Navalny is a staggering and utterly compelling documentary. The man himself says I want it to be told as a movie. He’s right that this story does feel like a movie, except that it is very real and the stakes are incredibly high, death.
It’s not like any documentary you’ve seen before. Ok, that’s not quite true but it is a mixture of thriller and suspense that are at times comical. However, the subject matter of this documentary Alexi Navalny is deadly serious in his mission to expose the treacherous and murderous nature of one, Vladimir Putin by going up against him as a presidential candidate. Navalny should know he was poisoned on the alleged orders of Putin using his signature poison, novichok. The scene where he talks to the men who failed to murder him is both comical and chilling.
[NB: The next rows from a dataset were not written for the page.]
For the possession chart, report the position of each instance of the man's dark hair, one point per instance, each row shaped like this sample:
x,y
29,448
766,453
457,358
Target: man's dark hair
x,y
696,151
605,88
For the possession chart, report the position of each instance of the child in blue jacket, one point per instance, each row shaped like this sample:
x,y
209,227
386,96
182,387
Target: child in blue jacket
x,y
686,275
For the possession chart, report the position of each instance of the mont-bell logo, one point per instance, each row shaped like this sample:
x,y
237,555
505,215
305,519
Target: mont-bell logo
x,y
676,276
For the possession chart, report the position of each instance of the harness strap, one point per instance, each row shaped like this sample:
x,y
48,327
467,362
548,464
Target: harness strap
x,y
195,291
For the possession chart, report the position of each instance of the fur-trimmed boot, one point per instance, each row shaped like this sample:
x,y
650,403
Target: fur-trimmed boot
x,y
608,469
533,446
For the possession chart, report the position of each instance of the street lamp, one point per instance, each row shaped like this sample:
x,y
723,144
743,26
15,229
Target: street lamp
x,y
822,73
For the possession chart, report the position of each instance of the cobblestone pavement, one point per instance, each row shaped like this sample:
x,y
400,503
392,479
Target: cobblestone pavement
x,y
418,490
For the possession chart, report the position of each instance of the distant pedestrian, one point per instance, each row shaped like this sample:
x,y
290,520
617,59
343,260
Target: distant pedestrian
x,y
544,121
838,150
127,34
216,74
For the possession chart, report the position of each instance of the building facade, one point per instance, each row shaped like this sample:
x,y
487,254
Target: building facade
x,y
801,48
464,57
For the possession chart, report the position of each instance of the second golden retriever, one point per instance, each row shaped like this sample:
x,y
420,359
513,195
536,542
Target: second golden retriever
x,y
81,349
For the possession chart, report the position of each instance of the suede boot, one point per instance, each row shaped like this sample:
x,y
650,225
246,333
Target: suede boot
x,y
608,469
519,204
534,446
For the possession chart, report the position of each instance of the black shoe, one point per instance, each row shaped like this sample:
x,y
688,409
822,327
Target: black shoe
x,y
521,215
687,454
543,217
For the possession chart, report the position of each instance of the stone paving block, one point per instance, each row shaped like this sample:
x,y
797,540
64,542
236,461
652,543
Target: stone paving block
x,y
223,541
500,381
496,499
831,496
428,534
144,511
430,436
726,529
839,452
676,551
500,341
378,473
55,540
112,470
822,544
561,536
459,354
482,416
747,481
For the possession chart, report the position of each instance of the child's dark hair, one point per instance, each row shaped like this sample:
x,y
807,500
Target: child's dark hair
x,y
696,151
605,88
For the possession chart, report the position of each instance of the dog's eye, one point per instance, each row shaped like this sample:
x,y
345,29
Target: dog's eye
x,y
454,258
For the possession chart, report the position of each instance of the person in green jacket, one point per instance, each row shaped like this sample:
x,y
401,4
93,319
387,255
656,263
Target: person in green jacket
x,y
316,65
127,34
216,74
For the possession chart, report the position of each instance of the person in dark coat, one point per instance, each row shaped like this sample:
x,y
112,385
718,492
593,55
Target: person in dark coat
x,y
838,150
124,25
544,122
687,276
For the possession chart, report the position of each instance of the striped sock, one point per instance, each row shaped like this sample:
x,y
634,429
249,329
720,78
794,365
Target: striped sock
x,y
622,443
What’s really good about this documentary is that it doesn’t sugarcoat who Navalny is and his past, including excerpts of him talking at far right rallies. I thought that a bold choice. Throughout the entire documentary, I kept changing my mind as to what I thought about the man, Navalny. Could this smooth talking and very charismatic man be too good to be true. In the age of social media, and the way in which he has used it to harness all the millions of supporters, could I trust my eyes? The answer came in the final 10 minutes, as he and his wife are flying back to Moscow after recuperating from the poison assassination attempt, anyone flying back to a possible fate worse than death, decades in prison, has to be believed. That’s why it is so important that people see this documentary.
NAVALNY will screen in Curzon cinemas on 12th April for a special one-day event and will be available on-demand followed by a UK wide release on 15th April.